3

I'm trying to get a more powerful regex library into javascript. The only solution I found is to compile Oniguruma regex library to javascript using Emscripten

I've installed Emscripten and tested it with their small test scripts, also downloaded oniguruma source code, but still don't know what should be done next.

Anyone familiar with emscripten?

Allen Bargi
  • 14,674
  • 9
  • 59
  • 58
  • don't understand the down votes! did I do anything wrong? is the question not suitable for stackoverflow or the tags are inappropriate? what's wrong? – Allen Bargi Nov 05 '12 at 09:05
  • It's too specific, and not attractive to other users. It's more suitable to be asked in emscripten's mail list. – xiaoyi Nov 15 '12 at 13:15
  • having better regular expressions in the world's most widely distributed programming language is anything but 'unattractive', rather, it is a highly relevant endeavor. – flow Apr 07 '13 at 20:48
  • yeah; other users? You mean the majority? the ones looking for "how to sum an array in JavaScript" and other extremely innocuous questions? – Ivan Castellanos Jan 10 '14 at 20:44
  • Hey Allen, have you managed to compile the oniguruma with emscripten? – tenbits Oct 19 '15 at 19:37
  • Nope! moved to another solution. I would love to be able to get a better regex inside browser – Allen Bargi Oct 19 '15 at 20:26

2 Answers2

1

When you utilize Emscripten, the general way of building/compiling from C/C++ stays similar. The steps which change, are that you don't use e.g. the gcc compiler but Emscripten compiler.

That said there is the general question of whether you are familiar with C/C++ and more specific with autotools (which seems like the build tool Oniguruma uses). If you are not, you will probably have a very hard time understanding what needs to be done and how.

Last I checked Emscripten did not have support for Libtool, so building, utilizing autotools, will probably fail. Feel free to ask at Emscripten IRC channel though, whether this is indeed not possible.

Another way I can think of is using autotools to generate Makefiles and then writing custom targets for Emscripten programs. Beware that this is for advanced users, familiar with the make cruft.
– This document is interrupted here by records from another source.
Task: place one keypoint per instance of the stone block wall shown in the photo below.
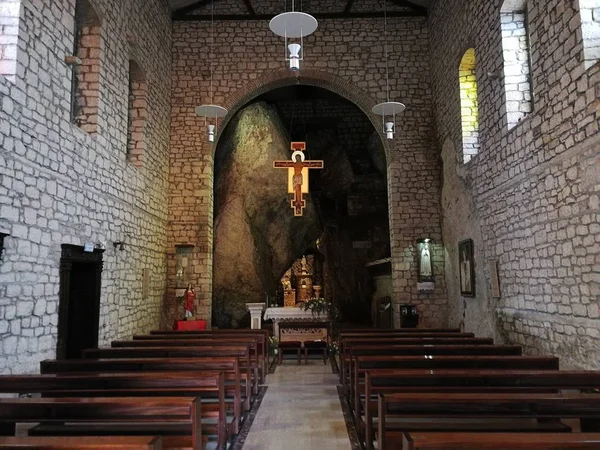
(590, 30)
(345, 57)
(60, 184)
(530, 196)
(10, 11)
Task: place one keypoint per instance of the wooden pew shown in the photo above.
(176, 419)
(400, 330)
(361, 364)
(83, 443)
(242, 352)
(234, 331)
(261, 337)
(255, 357)
(399, 349)
(228, 365)
(388, 381)
(500, 441)
(207, 385)
(419, 412)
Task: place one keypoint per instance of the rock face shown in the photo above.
(256, 236)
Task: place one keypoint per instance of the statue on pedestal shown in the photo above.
(188, 302)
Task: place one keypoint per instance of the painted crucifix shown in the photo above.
(298, 175)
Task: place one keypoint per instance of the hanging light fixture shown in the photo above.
(211, 110)
(294, 25)
(388, 110)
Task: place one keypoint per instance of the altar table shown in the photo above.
(292, 314)
(190, 325)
If these steps are to taxing for you perhaps you should see whether a Javascript library can be sufficient for you.

abergmeier
  • 13,224
  • 13
  • 64
  • 120
0

A more realistic approach to do this is going to be to use http://xregexp.com. It adds many more features to RegExps and compiles them down to JavaScripts more limited RegExp dialect so it can get the best of both features and performance. Compiling a regexp library using emscripten is very unlikely to be performant enough to use in production. For some uses, emscripten is excellent, but in this case it seems like the overhead is going to be not worth the cost.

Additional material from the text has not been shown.